Pero a pesar de tantas adversidades, todavía hay en Venezuela amplias capas de profesionales de la salud (médicos, paramédicos y técnicos de las múltiples especialidades) que persisten y luchan, en condiciones de real adversidad, por mantener los servicios a los pacientes que acuden en busca de soluciones a sus necesidades. Muchos de estos profesionales han perdido la vida por la Covid-19, operando en condiciones de altísimo riesgo, sin los equipos y los recursos mínimos necesarios para evitar el contagio.

Y, aún así, en una práctica de altísimo fundamento moral y profesional, siguen prestando atención médica. A pesar, incluso, de que no tienen apoyo alguno de las autoridades, dedicadas, no a velar por el buen funcionamiento del sistema de salud, sino a mentir y a oprimir a los pacientes.

La construcción de un sistema sanitario público no es una tarea de corto plazo. Se requieren décadas de planificación, inversiones, programas de trabajo sostenidos en el tiempo y generaciones de profesionales de numerosas disciplinas que asuman la tarea con generosidad y más allá de sus intereses gremiales o personales. En otras palabras, debe ser un proyecto de la nación, posicionado por encima de los puntuales intereses políticos y partidistas, fruto del diálogo y el consenso, que aglutine la buena voluntad de la sociedad organizada.
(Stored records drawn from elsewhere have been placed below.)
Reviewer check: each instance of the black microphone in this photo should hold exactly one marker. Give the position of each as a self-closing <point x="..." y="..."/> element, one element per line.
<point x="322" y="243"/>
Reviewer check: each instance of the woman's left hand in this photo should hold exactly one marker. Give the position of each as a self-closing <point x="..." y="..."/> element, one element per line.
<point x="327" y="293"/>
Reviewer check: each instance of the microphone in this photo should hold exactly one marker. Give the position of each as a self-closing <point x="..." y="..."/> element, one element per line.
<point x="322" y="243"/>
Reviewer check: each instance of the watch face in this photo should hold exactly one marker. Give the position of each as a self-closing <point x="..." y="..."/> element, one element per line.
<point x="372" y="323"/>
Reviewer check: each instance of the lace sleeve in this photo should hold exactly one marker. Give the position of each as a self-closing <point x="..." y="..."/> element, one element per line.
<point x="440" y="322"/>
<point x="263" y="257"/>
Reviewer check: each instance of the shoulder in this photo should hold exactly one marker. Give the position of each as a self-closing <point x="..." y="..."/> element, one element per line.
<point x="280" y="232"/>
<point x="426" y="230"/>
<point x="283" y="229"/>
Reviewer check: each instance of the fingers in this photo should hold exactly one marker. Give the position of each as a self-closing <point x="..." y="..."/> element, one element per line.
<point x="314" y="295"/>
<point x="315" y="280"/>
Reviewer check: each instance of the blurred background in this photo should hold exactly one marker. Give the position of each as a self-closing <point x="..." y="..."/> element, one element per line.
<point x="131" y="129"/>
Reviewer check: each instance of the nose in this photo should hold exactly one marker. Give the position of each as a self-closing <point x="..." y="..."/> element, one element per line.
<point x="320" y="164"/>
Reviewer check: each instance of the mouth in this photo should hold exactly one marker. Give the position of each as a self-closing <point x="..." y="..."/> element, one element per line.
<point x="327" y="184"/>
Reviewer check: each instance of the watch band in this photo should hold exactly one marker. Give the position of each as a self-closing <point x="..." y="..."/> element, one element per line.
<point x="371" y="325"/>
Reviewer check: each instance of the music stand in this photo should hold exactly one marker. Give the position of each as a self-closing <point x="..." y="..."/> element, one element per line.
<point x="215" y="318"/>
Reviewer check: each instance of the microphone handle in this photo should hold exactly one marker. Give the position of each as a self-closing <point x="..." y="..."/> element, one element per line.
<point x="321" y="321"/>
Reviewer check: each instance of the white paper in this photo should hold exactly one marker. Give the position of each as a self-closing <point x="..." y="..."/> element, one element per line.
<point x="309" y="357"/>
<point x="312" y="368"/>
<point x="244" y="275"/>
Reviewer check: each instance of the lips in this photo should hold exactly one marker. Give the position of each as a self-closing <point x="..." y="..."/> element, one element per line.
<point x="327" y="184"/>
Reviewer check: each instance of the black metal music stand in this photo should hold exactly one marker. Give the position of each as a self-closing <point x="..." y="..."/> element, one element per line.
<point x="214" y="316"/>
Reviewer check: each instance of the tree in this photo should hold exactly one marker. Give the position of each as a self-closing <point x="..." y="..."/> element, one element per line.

A los demócratas y a sus organizaciones corresponde, apenas se inicie la construcción de una nueva etapa democrática, hacer posible el sistema sanitario público que Venezuela y los venezolanos merecemos. Sensible a los pacientes, efectivo en sus actuaciones, gratificante para los profesionales de la salud. Un sistema del que todos podamos sentirnos orgullosos. Un sistema de salud que no castigue la dignidad del paciente.

Antonieta Mendoza de López es vicepresidenta de Advocacy LLYC y madre del líder opositor venezolano Leopoldo López.